In an area marked by time and depopulation, the proposal does not limit itself to intervening on the built environment, but intends to rewrite a dialogue between matter, landscape and community. The goal is to restore meaning and identity, mending the urban fabric and opening up new possibilities for relationships between the inhabited area and the surrounding environment.
There are two main interventions, both conceived as landscape devices: the belvedere of via Mannu, suspended over the void of the Riu Pardu valley, and the redefinition of via Mazzini, which finds a new urban measure in the design of the ground.
In via Mazzini, the project restores dignity through a new mineral skin.
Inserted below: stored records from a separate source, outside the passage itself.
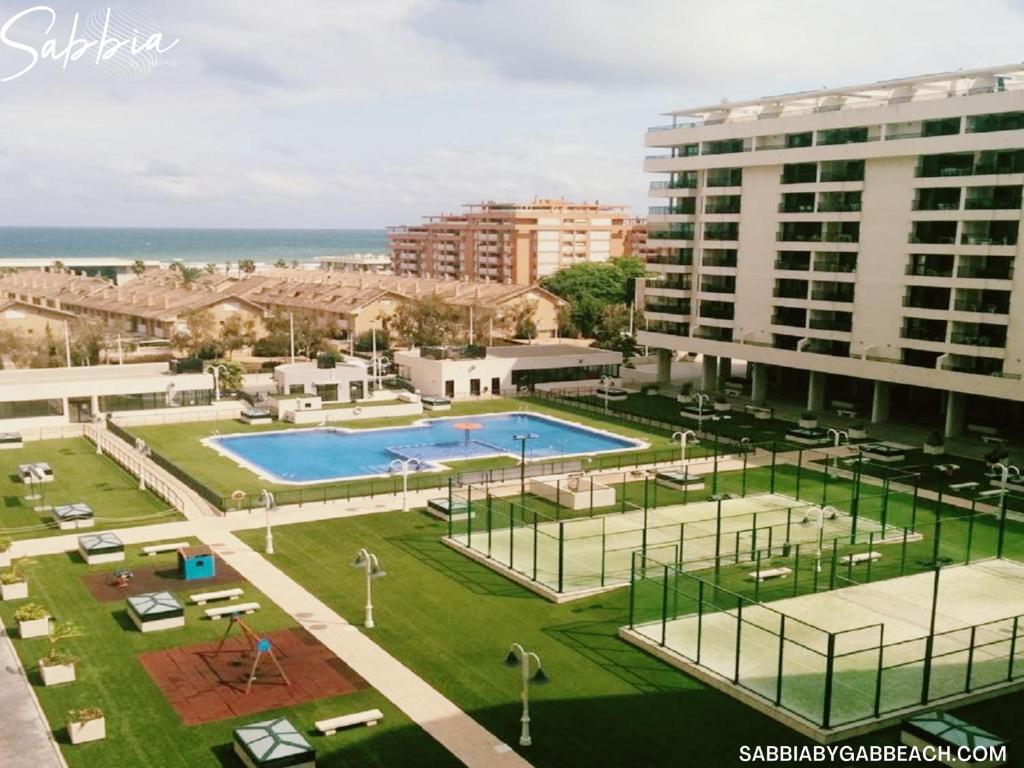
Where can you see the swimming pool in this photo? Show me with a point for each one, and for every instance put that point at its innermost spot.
(302, 456)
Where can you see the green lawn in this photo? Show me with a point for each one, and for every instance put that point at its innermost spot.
(142, 728)
(452, 621)
(180, 443)
(79, 475)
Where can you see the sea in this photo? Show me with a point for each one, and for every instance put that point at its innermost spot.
(195, 246)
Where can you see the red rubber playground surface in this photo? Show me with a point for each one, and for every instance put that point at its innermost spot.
(204, 685)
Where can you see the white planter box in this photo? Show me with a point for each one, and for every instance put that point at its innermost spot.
(17, 591)
(34, 628)
(57, 675)
(94, 730)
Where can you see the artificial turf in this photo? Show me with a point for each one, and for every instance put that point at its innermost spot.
(452, 622)
(142, 728)
(79, 475)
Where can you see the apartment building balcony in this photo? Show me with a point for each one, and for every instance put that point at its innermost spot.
(938, 199)
(719, 257)
(788, 316)
(794, 260)
(826, 346)
(968, 365)
(724, 177)
(672, 257)
(718, 284)
(800, 173)
(835, 292)
(842, 170)
(993, 198)
(927, 297)
(718, 309)
(979, 335)
(923, 329)
(726, 230)
(665, 326)
(985, 301)
(986, 267)
(836, 262)
(930, 265)
(722, 204)
(989, 232)
(675, 231)
(713, 333)
(791, 289)
(665, 305)
(933, 232)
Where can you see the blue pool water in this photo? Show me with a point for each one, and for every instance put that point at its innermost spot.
(317, 455)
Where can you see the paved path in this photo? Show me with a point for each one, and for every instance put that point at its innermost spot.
(26, 740)
(456, 730)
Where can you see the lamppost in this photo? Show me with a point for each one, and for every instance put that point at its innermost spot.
(267, 500)
(683, 440)
(216, 371)
(838, 436)
(701, 398)
(1006, 470)
(403, 466)
(142, 451)
(606, 383)
(522, 459)
(370, 564)
(519, 656)
(97, 422)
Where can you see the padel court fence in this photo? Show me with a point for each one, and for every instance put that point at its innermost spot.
(714, 513)
(717, 619)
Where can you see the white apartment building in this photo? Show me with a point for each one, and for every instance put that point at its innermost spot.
(855, 245)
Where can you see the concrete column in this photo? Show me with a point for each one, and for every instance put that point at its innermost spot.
(815, 390)
(724, 370)
(710, 380)
(880, 402)
(759, 381)
(954, 414)
(664, 366)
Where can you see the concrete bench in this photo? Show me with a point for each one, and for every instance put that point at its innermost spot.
(333, 725)
(229, 610)
(859, 557)
(204, 597)
(760, 576)
(156, 549)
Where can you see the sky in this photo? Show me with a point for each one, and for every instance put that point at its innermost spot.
(371, 113)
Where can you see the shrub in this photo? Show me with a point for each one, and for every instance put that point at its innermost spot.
(30, 612)
(84, 716)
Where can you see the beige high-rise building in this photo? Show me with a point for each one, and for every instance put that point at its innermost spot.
(856, 245)
(510, 242)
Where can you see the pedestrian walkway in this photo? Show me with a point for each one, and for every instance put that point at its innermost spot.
(26, 740)
(456, 730)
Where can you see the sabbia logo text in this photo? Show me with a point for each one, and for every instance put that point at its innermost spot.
(77, 46)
The road surface, made of beaten concrete, defines a material continuity capable of dialoguing with the context, while the sidewalk becomes a sensitive element: paved in washed stone with Orosei marble aggregates, delimited by basalt stone kerbs, it is structured around the existing trees, welcomed in light flowerbeds that become part of the story.
The light – discreet, grazing, recessed – accompanies the step, transforms the everyday into gesture, suggests presence without imposing itself.
The viewpoint on Via Mannu is instead a gesture of subtraction: the removed asphalt leaves room for a new material that, without rhetoric, reconstructs the visual relationship with the valley. A minimal but dense space that restores the centrality of the landscape.
The guiding principles of the project – flexibility, sustainability, durability – translate into concrete choices. The material is treated as an element of narration: the architectural concrete with exposed aggregates is not just a finish, but an ecological device, made with processing waste to reduce the consumption of natural resources.
The monolithic furnishings – essential, solid – are designed to resist time, use, vandalism, reducing maintenance to a minimum.
The vegetation, chosen among the native species, is not decoration but an active part of the system. The flowerbeds and green areas become ecological infrastructures that reduce the need for water and affirm a precise desire for respect and integration with the territory.
In this project, the village is not just a place, but a possibility. An urban landscape that, despite its small size, aspires to rebuild a collective sense of space. A new balance between man, architecture and nature.